In any event, it is possible to make a[a<3] + a[a>7] return an error, while still allowing the package to pass R CMD check by modifying setMethod("[", signature("disord",i="disord",j="missing",drop="ANY"). Replace

out <- disord(out, hashcal(c(hash(x),hash(i))),drop=FALSE)

with

out <- disord(out, hashcal(c(hash(x),hash(i),i)),drop=FALSE)

This has the effect of including the actual index argument i in the hashcode of the returned value in something like a[a<3], so the hashcode of a[a>7] will differ from that of a[a<3] in the modified code but not the original code:

ORIGINAL code

> a <- disord(1:9)
> hash(a[a<3])
[1] "141d1b04a56b313bb4a90429ac5b91f69fbd3748"
> hash(a[a>7])
[1] "141d1b04a56b313bb4a90429ac5b91f69fbd3748"
> 

MODIFIED code

> a <- disord(1:9)
> hash(a[a<3])
[1] "6646c1560b8258de2e837e61b677b236d03ff8f9"
> hash(a[a>7])
[1] "8ab6ca951f878bf843df74a4b025acde4adf667b"
> 

Still unsure whether this is desirable or not [modified code clean under R CMD check and also passes revdep_check()]

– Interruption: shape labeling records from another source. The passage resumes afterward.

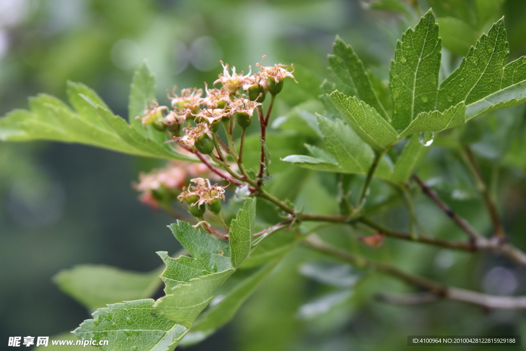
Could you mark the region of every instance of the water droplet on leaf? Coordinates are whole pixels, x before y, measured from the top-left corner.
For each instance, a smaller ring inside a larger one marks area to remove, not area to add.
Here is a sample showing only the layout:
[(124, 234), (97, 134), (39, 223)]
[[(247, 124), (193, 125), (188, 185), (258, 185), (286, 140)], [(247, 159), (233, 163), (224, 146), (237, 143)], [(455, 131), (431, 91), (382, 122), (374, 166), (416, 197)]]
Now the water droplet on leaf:
[(429, 146), (433, 144), (434, 139), (434, 132), (421, 132), (418, 135), (418, 141), (424, 146)]

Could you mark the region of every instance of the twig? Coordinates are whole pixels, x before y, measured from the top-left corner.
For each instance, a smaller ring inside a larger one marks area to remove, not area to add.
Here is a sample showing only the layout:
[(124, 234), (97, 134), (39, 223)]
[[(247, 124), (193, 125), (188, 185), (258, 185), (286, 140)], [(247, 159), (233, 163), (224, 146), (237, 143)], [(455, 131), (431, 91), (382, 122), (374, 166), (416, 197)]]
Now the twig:
[(272, 107), (274, 105), (274, 100), (276, 98), (276, 95), (272, 95), (270, 97), (270, 103), (268, 105), (268, 109), (267, 111), (267, 116), (266, 117), (263, 117), (263, 109), (261, 108), (261, 105), (258, 106), (258, 116), (259, 118), (259, 123), (261, 124), (261, 159), (260, 159), (260, 164), (259, 165), (259, 173), (258, 175), (258, 181), (257, 185), (258, 186), (260, 186), (263, 183), (263, 173), (265, 172), (265, 141), (267, 136), (267, 126), (268, 125), (268, 121), (270, 117), (270, 113), (272, 112)]
[(495, 206), (495, 203), (492, 199), (491, 195), (488, 189), (488, 187), (486, 186), (485, 183), (484, 182), (482, 173), (480, 172), (480, 169), (477, 164), (477, 162), (475, 161), (475, 157), (473, 155), (473, 153), (471, 152), (471, 149), (469, 148), (469, 146), (467, 146), (464, 148), (463, 152), (464, 158), (466, 165), (473, 175), (477, 188), (484, 198), (484, 203), (486, 205), (488, 212), (489, 213), (490, 217), (491, 218), (491, 222), (493, 223), (493, 227), (495, 230), (495, 236), (501, 239), (503, 239), (505, 237), (504, 227), (502, 226), (502, 222), (501, 222), (500, 217), (499, 216), (497, 207)]
[(316, 235), (303, 241), (307, 246), (362, 269), (370, 268), (414, 285), (442, 298), (461, 301), (486, 308), (526, 308), (526, 296), (495, 296), (448, 286), (427, 278), (409, 274), (390, 265), (369, 260), (327, 244)]
[(432, 292), (423, 292), (402, 295), (380, 293), (376, 294), (375, 297), (378, 301), (393, 305), (418, 305), (436, 301), (440, 296)]
[(365, 224), (370, 228), (372, 228), (379, 233), (383, 233), (387, 236), (390, 236), (397, 239), (407, 240), (415, 243), (428, 244), (435, 245), (436, 246), (447, 247), (448, 248), (463, 250), (464, 251), (475, 251), (479, 248), (478, 247), (476, 246), (472, 243), (470, 242), (453, 242), (423, 235), (420, 235), (416, 238), (414, 238), (409, 233), (393, 230), (386, 228), (366, 217), (361, 217), (356, 220)]
[(416, 174), (413, 175), (413, 178), (416, 180), (418, 185), (420, 185), (420, 187), (422, 188), (422, 190), (424, 193), (429, 196), (438, 206), (440, 207), (442, 210), (451, 219), (457, 224), (459, 227), (460, 227), (464, 232), (469, 236), (470, 239), (471, 239), (474, 243), (477, 243), (482, 237), (482, 236), (477, 232), (475, 229), (471, 227), (471, 226), (469, 225), (464, 218), (461, 217), (459, 216), (455, 212), (451, 209), (449, 206), (448, 206), (446, 203), (442, 200), (442, 199), (438, 197), (437, 193), (430, 188), (429, 186), (426, 185), (422, 181), (418, 176)]
[(367, 190), (369, 189), (369, 184), (372, 179), (372, 176), (375, 175), (375, 172), (376, 171), (376, 168), (380, 164), (380, 161), (382, 159), (382, 157), (383, 157), (383, 155), (387, 151), (387, 149), (382, 152), (375, 152), (375, 158), (372, 161), (372, 164), (371, 165), (371, 167), (369, 169), (369, 172), (367, 172), (367, 176), (365, 178), (365, 183), (363, 183), (363, 187), (362, 188), (361, 193), (360, 194), (360, 197), (358, 198), (358, 202), (356, 204), (356, 207), (359, 209), (361, 209), (363, 207), (363, 205), (364, 204), (363, 200), (365, 199), (366, 196), (367, 196)]

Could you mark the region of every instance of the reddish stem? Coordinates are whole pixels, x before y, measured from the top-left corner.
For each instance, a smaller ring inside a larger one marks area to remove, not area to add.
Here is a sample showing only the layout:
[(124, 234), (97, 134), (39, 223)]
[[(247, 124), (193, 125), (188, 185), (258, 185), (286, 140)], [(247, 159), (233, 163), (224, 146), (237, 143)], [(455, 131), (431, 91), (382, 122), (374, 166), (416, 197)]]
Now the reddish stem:
[(208, 161), (207, 161), (206, 160), (206, 158), (205, 158), (205, 156), (203, 156), (203, 155), (202, 154), (201, 154), (200, 153), (199, 153), (197, 150), (196, 150), (195, 149), (193, 149), (193, 148), (191, 148), (191, 147), (190, 147), (189, 146), (187, 146), (187, 145), (184, 145), (182, 143), (179, 143), (179, 144), (181, 146), (183, 146), (183, 147), (185, 150), (189, 151), (190, 152), (191, 152), (191, 153), (192, 153), (193, 154), (195, 154), (196, 156), (197, 156), (199, 158), (199, 159), (201, 161), (201, 162), (203, 162), (203, 163), (205, 166), (206, 166), (207, 167), (208, 167), (210, 169), (210, 171), (211, 171), (213, 172), (214, 172), (214, 173), (215, 173), (217, 175), (219, 176), (220, 177), (221, 177), (221, 178), (222, 178), (225, 180), (227, 180), (228, 182), (229, 182), (230, 183), (232, 183), (232, 184), (235, 184), (236, 185), (238, 185), (238, 186), (242, 186), (243, 185), (243, 184), (242, 183), (241, 183), (240, 182), (238, 182), (237, 180), (236, 180), (236, 179), (234, 179), (233, 178), (231, 178), (230, 177), (226, 175), (226, 174), (224, 174), (224, 173), (222, 173), (222, 172), (221, 172), (220, 171), (219, 171), (219, 169), (218, 169), (217, 168), (216, 168), (216, 167), (215, 167), (212, 165), (210, 164), (210, 163), (208, 162)]

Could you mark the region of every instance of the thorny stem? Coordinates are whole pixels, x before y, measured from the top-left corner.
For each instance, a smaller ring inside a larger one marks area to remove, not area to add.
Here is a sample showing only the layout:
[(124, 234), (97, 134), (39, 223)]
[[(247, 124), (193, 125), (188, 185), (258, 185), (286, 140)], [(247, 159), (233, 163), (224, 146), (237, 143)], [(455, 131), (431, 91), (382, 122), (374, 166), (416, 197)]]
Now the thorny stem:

RobinHankin commented 1 year ago

I am getting more certain that a[a<3] + a[a>7] should return an error. This on the grounds that disordR is intended to be used by packages such as mvp, not to be attached. How does this change manifest itself in mvp idiom?

Under ORIGINAL code:

> (a <- rmvp(9))
mvp object algebraically equal to
3 a b^2 c^3 d^7 f^6 + a^5 b^5 e^9 f^5 + 8 a^6 b^3 c^11 f^3 + 9 a^6 d^8 f^2 + 7
a^11 b^6 d^2 e^6 f^2 + 4 a^15 e^9 f^6 + 6 b^4 c^5 f^11 + 2 b^5 d^12 f^3 + 5 b^5
e^4 f^6
> coeffs(a)[coeffs(a)<3] + coeffs(a)[coeffs(a)>7]
A disord object with hash d81690c2d9824972ceaa64f5774de95290073820 and elements
[1]  9 11
(in some order)
> 

It is pretty clear to me that the sum above is not defined. The result (9 11) is meaningless, or at least as meaningful as 10 10. The operation corresponding to the idiom does not seem to make sense in the context of coefficients as managed by the STL map class: "take every coefficient less than three and add it to every coefficient greater than 7"...yes, but in what order? The fact that coeffs(a) is in an implementation-specific order does not seem to be "enough" here: the two addends [sic] inherit the "same" order from the hash, but the result does not seem to have any algebraic meaning.